Por João Pedro Fragoso.
Com o fim de um carnaval cheio de referências à cultura negra, especialmente de religiões de matrizes africanas, um debate comum nas redes sociais voltou à tona: afinal, de onde vem o samba que conhecemos hoje, do Rio de Janeiro ou da Bahia? No entanto, de acordo com Rachel Valença, pesquisadora, professora e escritora que integra o júri do prêmio Estandarte de Ouro há oito anos, as discussões na internet sobre origem pouco importam, mas sim, as transformações que o samba passou desde a sua chegada no país.
— O samba não existe somente na Bahia e no Rio de Janeiro: num país da dimensão do Brasil, musicólogos sempre localizaram a presença de samba em várias regiões, com suas características próprias. O samba que aqui chegou na virada do século 19 para o 20, vindo da Bahia, tinha características bem diferentes do samba urbano carioca, como nós o conhecemos hoje — falou Valença, antes de completar:
— Mesmo já aqui no Rio o samba se transformou: o samba que se fazia na região da Pequena África era diferente do samba do Estácio, de Ismael Silva, o “samba de sambar”, como ele o definiu: aquele feito para que um grupo (a escola de samba, que nascia) se deslocasse em procissão. E desde então muitas outras transformações esse samba carioca vem sofrendo, o que, na verdade, garante sua sobrevivência, porque aquilo que não se renova tende a desaparecer.
Por outro lado, Valença, ex vice-presidente da Império Serrano e, aos 77 anos, integrante da Galeria da Velha Guarda da escola que foi a campeã da Série Ouro do Carnaval 2022, elogia o rumo adotado pelas agremiações nos desfiles deste ano. Num histórico recente, diversos enredos que homenageavam figuras que nada tinham a ver com o carnaval e a cultura negra foram vistos na avenida.
— Vejo de forma muito positiva o fato de as escolas de samba terem conquistado, finalmente, o direito de retratar em seus desfiles a sua própria cultura. Durante décadas, cantaram em seus enredos heróis da história oficial, elementos da cultua branca hegemônica. Hoje podem expressar os valores de sua cultura, de sua religião, e o fazem de uma maneira forte e potente — declarou.
Embora seja mundialmente conhecido pela influência carioca, o samba é oriundo do território baiano.
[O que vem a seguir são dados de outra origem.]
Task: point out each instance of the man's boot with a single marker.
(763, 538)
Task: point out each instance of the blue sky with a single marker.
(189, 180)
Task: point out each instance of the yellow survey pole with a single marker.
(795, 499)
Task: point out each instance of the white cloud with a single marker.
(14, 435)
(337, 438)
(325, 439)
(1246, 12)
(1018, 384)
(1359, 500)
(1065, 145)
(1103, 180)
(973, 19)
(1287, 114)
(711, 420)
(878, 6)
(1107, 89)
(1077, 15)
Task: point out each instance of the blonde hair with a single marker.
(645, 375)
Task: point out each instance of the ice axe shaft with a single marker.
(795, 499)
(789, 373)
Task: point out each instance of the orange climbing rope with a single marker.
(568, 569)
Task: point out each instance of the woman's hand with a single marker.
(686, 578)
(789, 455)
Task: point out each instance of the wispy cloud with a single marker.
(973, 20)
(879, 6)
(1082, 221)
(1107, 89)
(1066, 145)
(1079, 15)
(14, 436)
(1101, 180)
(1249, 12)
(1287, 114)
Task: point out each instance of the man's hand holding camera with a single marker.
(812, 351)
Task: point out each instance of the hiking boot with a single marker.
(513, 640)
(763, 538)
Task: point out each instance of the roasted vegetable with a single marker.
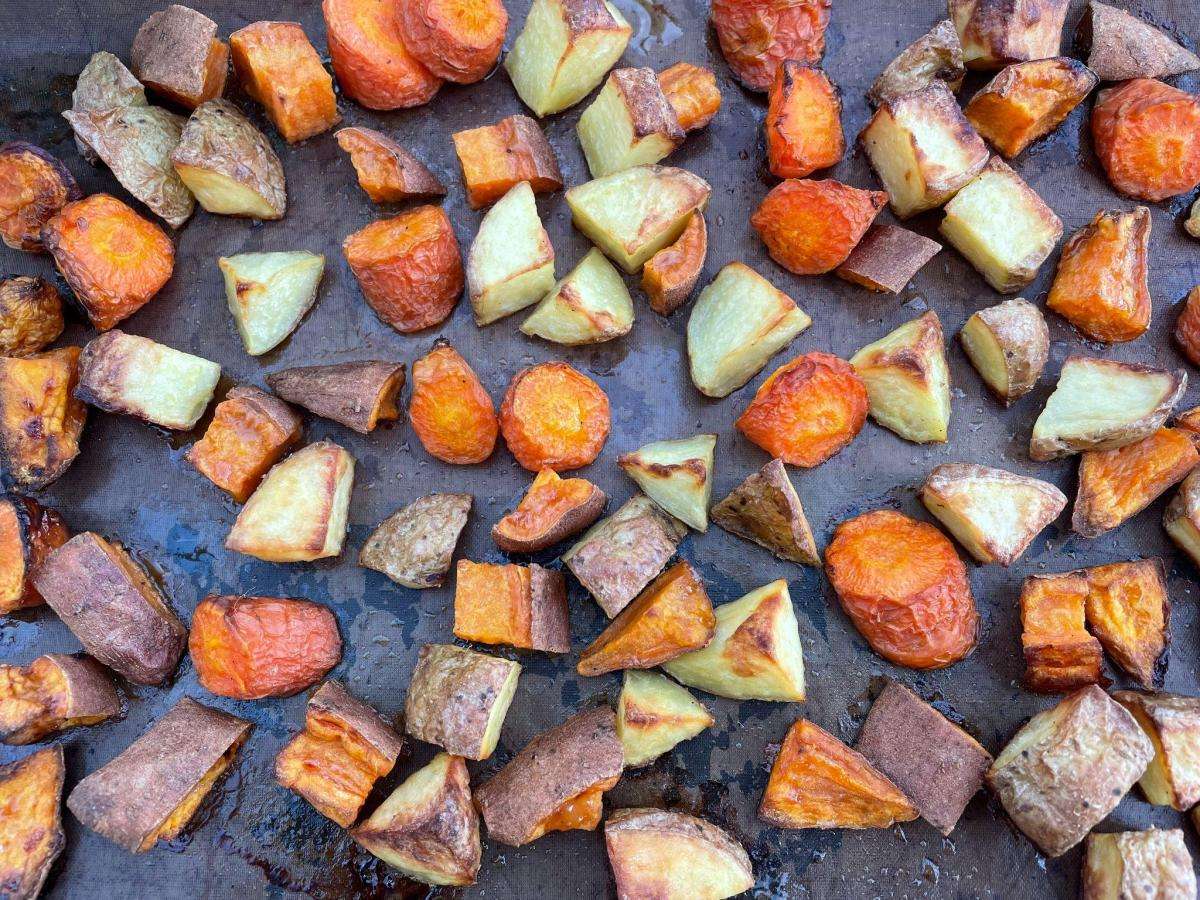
(1008, 345)
(510, 264)
(299, 511)
(497, 157)
(427, 827)
(277, 66)
(1102, 405)
(556, 783)
(155, 786)
(555, 418)
(904, 588)
(409, 268)
(923, 149)
(621, 555)
(345, 748)
(177, 53)
(516, 605)
(816, 781)
(673, 856)
(40, 418)
(113, 259)
(811, 227)
(371, 60)
(993, 513)
(229, 165)
(563, 52)
(671, 617)
(808, 409)
(457, 699)
(52, 694)
(654, 714)
(635, 213)
(136, 376)
(933, 761)
(113, 607)
(1068, 767)
(414, 545)
(738, 323)
(755, 653)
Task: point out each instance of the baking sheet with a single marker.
(253, 838)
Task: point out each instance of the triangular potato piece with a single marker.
(820, 783)
(654, 714)
(766, 509)
(993, 513)
(677, 475)
(756, 652)
(907, 379)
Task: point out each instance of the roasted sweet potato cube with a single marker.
(249, 433)
(810, 227)
(409, 268)
(280, 69)
(52, 694)
(345, 748)
(496, 157)
(672, 616)
(1146, 135)
(803, 124)
(807, 411)
(41, 419)
(371, 60)
(1102, 286)
(34, 186)
(1060, 655)
(114, 259)
(816, 781)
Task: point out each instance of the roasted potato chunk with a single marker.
(414, 545)
(1068, 767)
(556, 783)
(41, 419)
(457, 699)
(672, 856)
(427, 827)
(155, 786)
(345, 748)
(277, 66)
(113, 607)
(816, 781)
(516, 605)
(904, 588)
(52, 694)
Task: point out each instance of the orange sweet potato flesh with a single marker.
(671, 617)
(1146, 135)
(1060, 654)
(905, 589)
(803, 123)
(807, 411)
(279, 67)
(693, 94)
(810, 227)
(451, 413)
(255, 647)
(456, 40)
(371, 60)
(114, 259)
(816, 781)
(756, 35)
(1102, 286)
(409, 268)
(555, 418)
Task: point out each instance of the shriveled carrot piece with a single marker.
(807, 411)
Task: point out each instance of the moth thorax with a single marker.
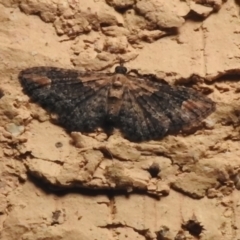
(117, 84)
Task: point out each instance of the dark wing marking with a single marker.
(140, 121)
(78, 98)
(152, 108)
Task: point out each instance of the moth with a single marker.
(142, 107)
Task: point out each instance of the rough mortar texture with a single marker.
(61, 186)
Com a invasão do Brasil feita pelos portugueses e o tráfico de escravizados com os navios negreiros, era em Salvador, na época a capital da república, foram lá os primeiros batuques que deram origem ao gênero que conhecemos hoje em dia. Depois, como afirmou Rachel Valença, o samba sofreu diversas adaptações e transformações.
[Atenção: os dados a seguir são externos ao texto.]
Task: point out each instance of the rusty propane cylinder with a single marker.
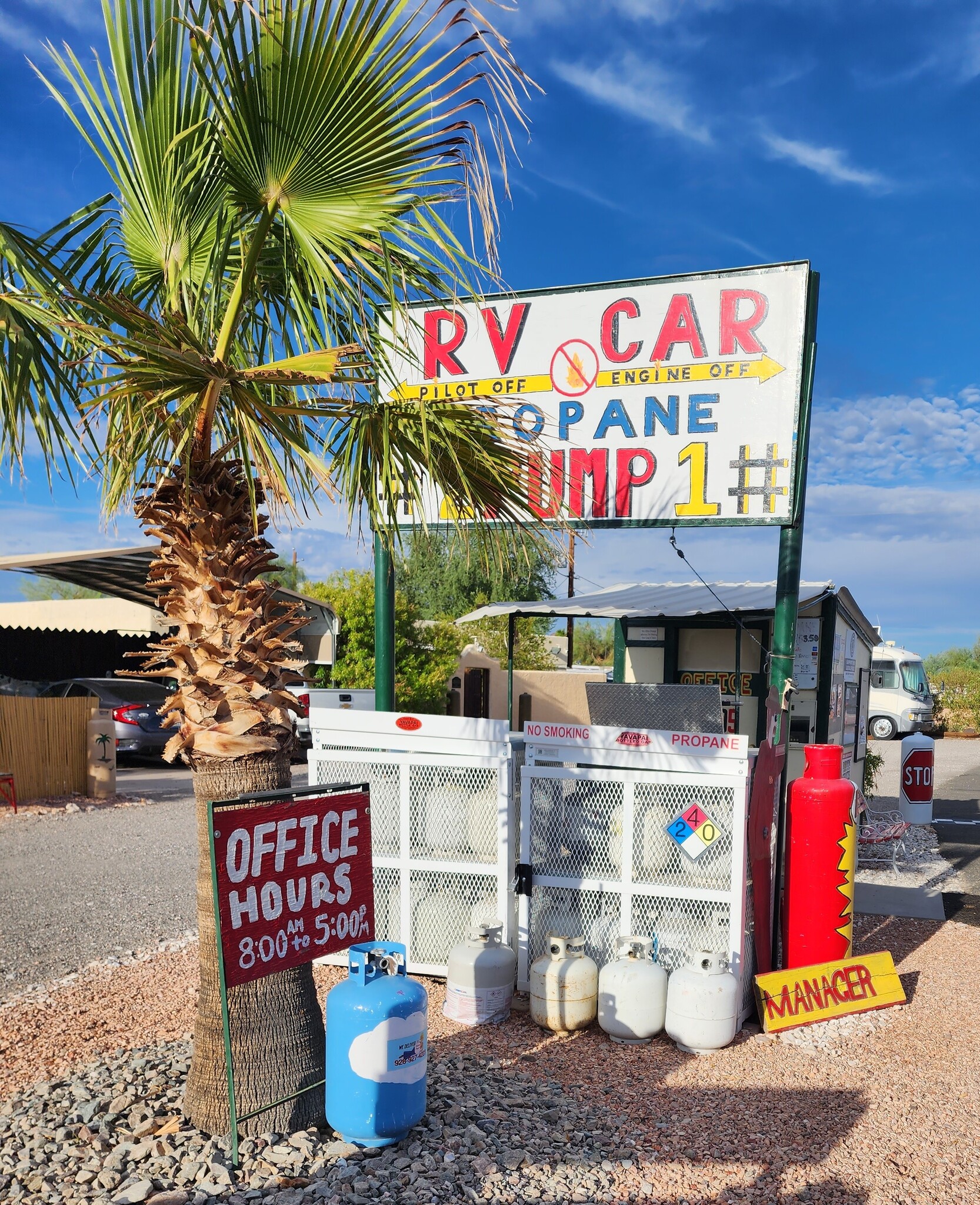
(821, 855)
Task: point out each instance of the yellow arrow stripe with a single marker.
(466, 391)
(761, 369)
(671, 374)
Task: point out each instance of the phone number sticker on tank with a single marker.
(396, 1051)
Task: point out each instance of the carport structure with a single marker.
(118, 574)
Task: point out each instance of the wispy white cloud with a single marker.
(78, 14)
(965, 49)
(896, 438)
(657, 12)
(641, 88)
(827, 162)
(18, 35)
(871, 512)
(572, 186)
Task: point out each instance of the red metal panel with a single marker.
(821, 855)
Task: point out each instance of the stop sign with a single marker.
(916, 776)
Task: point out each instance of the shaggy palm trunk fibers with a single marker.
(234, 657)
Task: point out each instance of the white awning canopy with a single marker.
(648, 600)
(122, 572)
(85, 615)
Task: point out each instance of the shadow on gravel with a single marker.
(899, 936)
(909, 984)
(964, 908)
(620, 1098)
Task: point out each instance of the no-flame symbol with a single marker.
(574, 368)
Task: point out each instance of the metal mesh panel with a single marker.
(681, 927)
(749, 952)
(384, 780)
(572, 914)
(387, 904)
(576, 827)
(657, 858)
(678, 709)
(444, 908)
(454, 813)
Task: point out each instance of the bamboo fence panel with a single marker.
(44, 744)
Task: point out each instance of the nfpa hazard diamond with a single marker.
(694, 831)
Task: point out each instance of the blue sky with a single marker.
(680, 135)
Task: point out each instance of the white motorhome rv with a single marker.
(899, 700)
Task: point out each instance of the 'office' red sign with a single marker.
(295, 881)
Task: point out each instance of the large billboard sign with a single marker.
(665, 402)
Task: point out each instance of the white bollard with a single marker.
(915, 780)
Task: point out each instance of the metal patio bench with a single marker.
(883, 832)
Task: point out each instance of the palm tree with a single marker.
(208, 333)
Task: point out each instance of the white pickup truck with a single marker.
(899, 700)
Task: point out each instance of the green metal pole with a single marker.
(511, 620)
(619, 651)
(788, 591)
(384, 627)
(226, 1023)
(791, 537)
Dessa forma, fica evidente a importância órgãos como o Arquivo Nacional, que trabalham para manter a memória e a cultura de povos que sofrem com o apagamento intencional de uma sociedade racista e elitista que busca manter o status quo que a beneficia.
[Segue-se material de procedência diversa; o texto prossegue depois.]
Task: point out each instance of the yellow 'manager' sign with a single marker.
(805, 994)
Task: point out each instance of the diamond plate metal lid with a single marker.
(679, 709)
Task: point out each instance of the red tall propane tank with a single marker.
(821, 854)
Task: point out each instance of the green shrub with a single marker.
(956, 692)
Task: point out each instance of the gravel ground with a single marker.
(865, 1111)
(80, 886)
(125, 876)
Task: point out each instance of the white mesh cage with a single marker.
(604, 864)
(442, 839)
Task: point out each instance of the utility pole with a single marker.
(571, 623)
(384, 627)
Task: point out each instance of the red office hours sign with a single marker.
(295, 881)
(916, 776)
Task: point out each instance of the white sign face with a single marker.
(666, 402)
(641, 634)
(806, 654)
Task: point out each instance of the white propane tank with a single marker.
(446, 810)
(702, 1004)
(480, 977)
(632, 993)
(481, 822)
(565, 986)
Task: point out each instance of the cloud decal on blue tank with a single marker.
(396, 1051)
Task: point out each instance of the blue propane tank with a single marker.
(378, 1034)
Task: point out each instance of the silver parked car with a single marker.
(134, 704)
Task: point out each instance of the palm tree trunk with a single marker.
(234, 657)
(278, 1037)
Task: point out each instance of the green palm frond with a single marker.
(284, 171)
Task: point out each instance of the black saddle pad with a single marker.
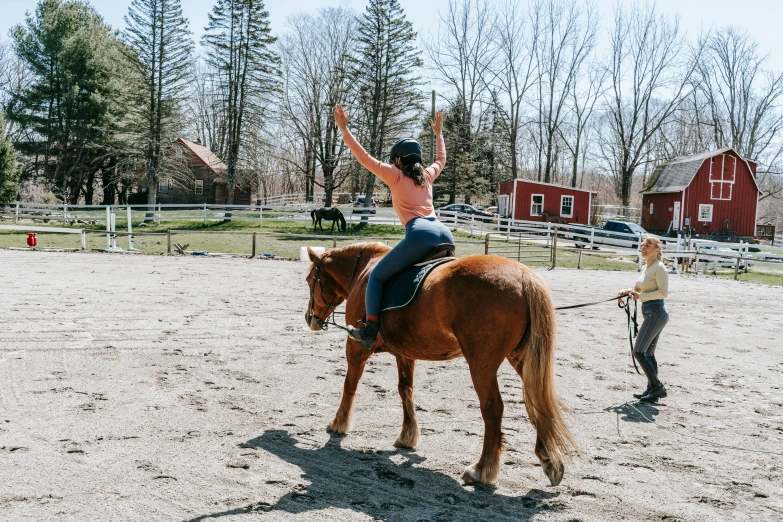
(399, 291)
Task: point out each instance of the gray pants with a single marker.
(655, 318)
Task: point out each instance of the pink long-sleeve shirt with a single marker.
(408, 199)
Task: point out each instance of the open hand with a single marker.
(437, 125)
(340, 117)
— O Arquivo Nacional é a mais importante instituição de memória do país e sendo o samba uma manifestação cultural muito presente no Rio de Janeiro, cidade que foi capital por quase 300 anos, farta documentação referente a ele pode ser encontrada no acervo do NA. (Mas) não devemos perder de vista que o samba foi alvo de preconceito durante muito tempo, e ouso afirmar que isso não mudou muito. Nascido da classe pobre, na sua maioria negra, levou muito tempo para que viesse a ser reconhecido como cultura. Uma sociedade guarda, “arquiva”, aquilo que julga importante. O samba não era considerado importante. Por isso, grande parte de sua memória se perdeu. Para que no futuro não se possa dizer o mesmo, seria importante que houvesse no AN uma política de captação dessa memória, bastante vulnerável por ser informal — afirmou a pesquisadora.
Para se ter ideia, em relação ao carnaval, o Arquivo Nacional tem, sob sua guarda, um rico acervo de fotos, vídeos (disponível em https://br.pinterest.com/arquivonacional/carnaval/), fantasias e letras de samba-enredo históricos que permitem entender a origem da maior festa popular do país.
Além disso, recentemente, o AN também produziu a exposição virtual “O Samba faz a história”, que apresentou ao público do acervo cerca de oitenta documentos, entre fotografias, partituras, rótulos de discos e outros tipos variados de produção, que mostram um pouco dos momentos marcantes do gênero, desde a chegada no Brasil, com os batuques africanos na Bahia, passando pelas ruas do centro do Rio até chegar na atualidade.